L'Éducation et la Dignité Humaine

Conflit étudiant - grève illimitée - printemps 2012

En droit international, la Déclaration universelle des droits de l'homme (1948) est « dotée de la plus haute autorité morale » et proclame comme « la plus haute aspiration de l'homme » la libération « de la terreur et de la MISÈRE ». Elle dispose que « tous les êtres humains naissent libres et égaux en dignité et en droits » et qu'ils « doivent agir les uns envers les autres dans un esprit de fraternité ». Elle ajoute à son article 26 que « toute personne a droit à l'éducation » et que « l'accès aux études supérieures doit être ouvert en pleine égalité à tous en fonction de leur mérite » et non en fonction de la capacité de payer. Dans le même esprit, le Pacte international relatif aux droits économiques, sociaux et culturels dispose à son article 13 que « Les États parties au présent Pacte reconnaissent le droit de toute personne à l'éducation (...) L'enseignement supérieur doit être rendu accessible à tous en pleine égalité, en fonction des capacités de chacun, par tous les moyens appropriés et notamment par l'instauration progressive de la gratuité ».
En droit interne, la Charte des droits et libertés de la personne précise dans son préambule « que tous les êtres humains sont égaux en valeur et en dignité ». Elle dispose ensuite à son article 40 que « toute personne a droit, dans la mesure et suivant les normes prévues par la loi, à l'instruction publique gratuite ». Le PRINCIPE est donc que toute personne a droit à l'instruction publique gratuite. L'exception est introduite par les termes « dans la mesure et suivant les normes prévues par la loi ». L’imposition de frais de scolarité au niveau universitaire est donc une EXCEPTION au droit à l’instruction publique gratuite. Bien que l'exigence de frais de scolarité à l'université comme exception au principe de gratuité puisse possiblement se justifier, une hausse de ces frais, en revanche, contribue à nous éloigner davantage du principe d'une égale accessibilité pour tous vers lequel le Canada devrait tendre conformément au Pacte international relatif aux droits économiques, sociaux et culturels. Par conséquent, il appartient, selon nous, au gouvernement de justifier cette décision de hausser les frais de scolarité en démontrant aux représentants des associations étudiantes et à la population que cette solution est nécessaire et qu'il n'existe aucune autre alternative de financement viable moins attentatoire au principe d'accessibilité.
Bien que solidement ancré dans des instruments juridiques internationaux et dans notre droit interne, le principe de la gratuité scolaire au primaire, au secondaire et au collégial a des fondements fragiles et une origine très récente. En effet, la démocratisation de l'enseignement a été amorcée suite aux recommandations formulées en 1963 dans le rapport Parent. La Commission reconnaissait le « droit de chacun à la meilleure éducation possible » et affirmait :

« Le droit de chacun à l'instruction, idée moderne, réclame que l'on dispense l'enseignement à tous (...) L'éducation n'est plus, comme autrefois, le privilège d'une élite. La gratuité scolaire s'impose pour généraliser l'enseignement (...) mais il faut convaincre chacun que les dépenses d'éducation sont un investissement économique et social ».

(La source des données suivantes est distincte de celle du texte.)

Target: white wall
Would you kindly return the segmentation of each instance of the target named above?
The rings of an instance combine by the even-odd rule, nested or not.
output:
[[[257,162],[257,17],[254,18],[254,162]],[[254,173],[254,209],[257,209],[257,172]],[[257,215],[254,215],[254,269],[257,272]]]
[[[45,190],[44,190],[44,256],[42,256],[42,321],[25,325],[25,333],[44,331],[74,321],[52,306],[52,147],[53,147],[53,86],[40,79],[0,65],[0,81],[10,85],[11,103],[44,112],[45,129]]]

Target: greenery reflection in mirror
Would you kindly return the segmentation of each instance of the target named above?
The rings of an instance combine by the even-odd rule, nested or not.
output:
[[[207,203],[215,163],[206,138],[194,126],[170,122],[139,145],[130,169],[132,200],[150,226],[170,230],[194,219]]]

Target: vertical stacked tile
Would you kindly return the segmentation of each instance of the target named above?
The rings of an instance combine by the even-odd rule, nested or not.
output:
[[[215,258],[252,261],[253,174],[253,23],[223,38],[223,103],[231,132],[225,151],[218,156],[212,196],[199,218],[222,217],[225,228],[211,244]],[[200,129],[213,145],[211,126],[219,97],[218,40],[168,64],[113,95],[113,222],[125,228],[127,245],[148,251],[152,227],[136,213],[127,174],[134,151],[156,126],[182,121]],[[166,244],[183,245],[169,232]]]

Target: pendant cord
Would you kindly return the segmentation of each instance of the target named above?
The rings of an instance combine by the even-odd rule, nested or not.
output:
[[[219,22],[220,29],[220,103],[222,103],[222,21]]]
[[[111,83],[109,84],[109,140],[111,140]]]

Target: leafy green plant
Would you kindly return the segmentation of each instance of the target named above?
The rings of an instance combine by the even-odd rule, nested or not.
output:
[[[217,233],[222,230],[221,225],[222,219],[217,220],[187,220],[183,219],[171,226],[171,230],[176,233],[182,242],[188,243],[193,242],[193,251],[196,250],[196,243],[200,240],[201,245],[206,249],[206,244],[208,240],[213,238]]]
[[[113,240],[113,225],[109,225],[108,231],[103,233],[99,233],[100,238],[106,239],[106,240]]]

D'un privilège élitiste et aristocratique réservé aux mieux nantis et à la classe opulente (une minorité), l'éducation postsecondaire s'est démocratisée : au collégial par la gratuité scolaire et à l'université par des frais de scolarité universitaires relativement bas et un programme d'aide financière. Ce changement constitue un progrès et la reconnaissance d'un droit à l'éducation représente un acquis social aussi important que la reconnaissance d'un droit universel à la santé. Or dans son rapport de 2002 (rapport Romanow), la Commission sur l'avenir des soins de santé au Canada affirmait que « ce serait pervertir (...) les valeurs canadiennes que d’accepter un système où l’argent plutôt que le besoin détermine qui a accès aux soins de santé ». Dans un même ordre d'idées, nous croyons que ce serait également pervertir les valeurs canadiennes de solidarité et de fraternité d'accepter un système où l'argent plutôt que le besoin conditionne l'accès aux études universitaires.
Suite à la manifestation étudiante du 22 mars, les étudiants étaient en droit de s'attendre à ce que le gouvernement s'assoie avec les représentants des associations étudiantes pour entendre leurs griefs et leurs revendications en vue de rechercher un compromis acceptable, une solution mitoyenne entre leurs deux positions antagonistes. Or le parti libéral ne semble pas ouvert à la discussion. On se serait pourtant attendu du parti LIBÉRAL qu'il honore les principes d'une société libre et démocratique en amorçant une véritable discussion avec les représentants étudiants au sujet de la hausse des frais de scolarité. Comme le rappelle Bertrand Russell, le principe d'une démocratie libérale veut que les questions cowntroversées et d'intérêts publics soient débattues et décidées sur la base d'arguments rationnels suite à une discussion où tous les intéressés ont eu l'opportunité de faire entendre leur voix. Il ajoute :
« The fundamental difference between the liberal and the illiberal outlook is that the former regards all questions as open to discussion and all opinions as open to a greater or less measure of doubt, while the latter holds in advance that certain opinions are absolutely unquestionable, and that no argument against them must be allowed to be heard ».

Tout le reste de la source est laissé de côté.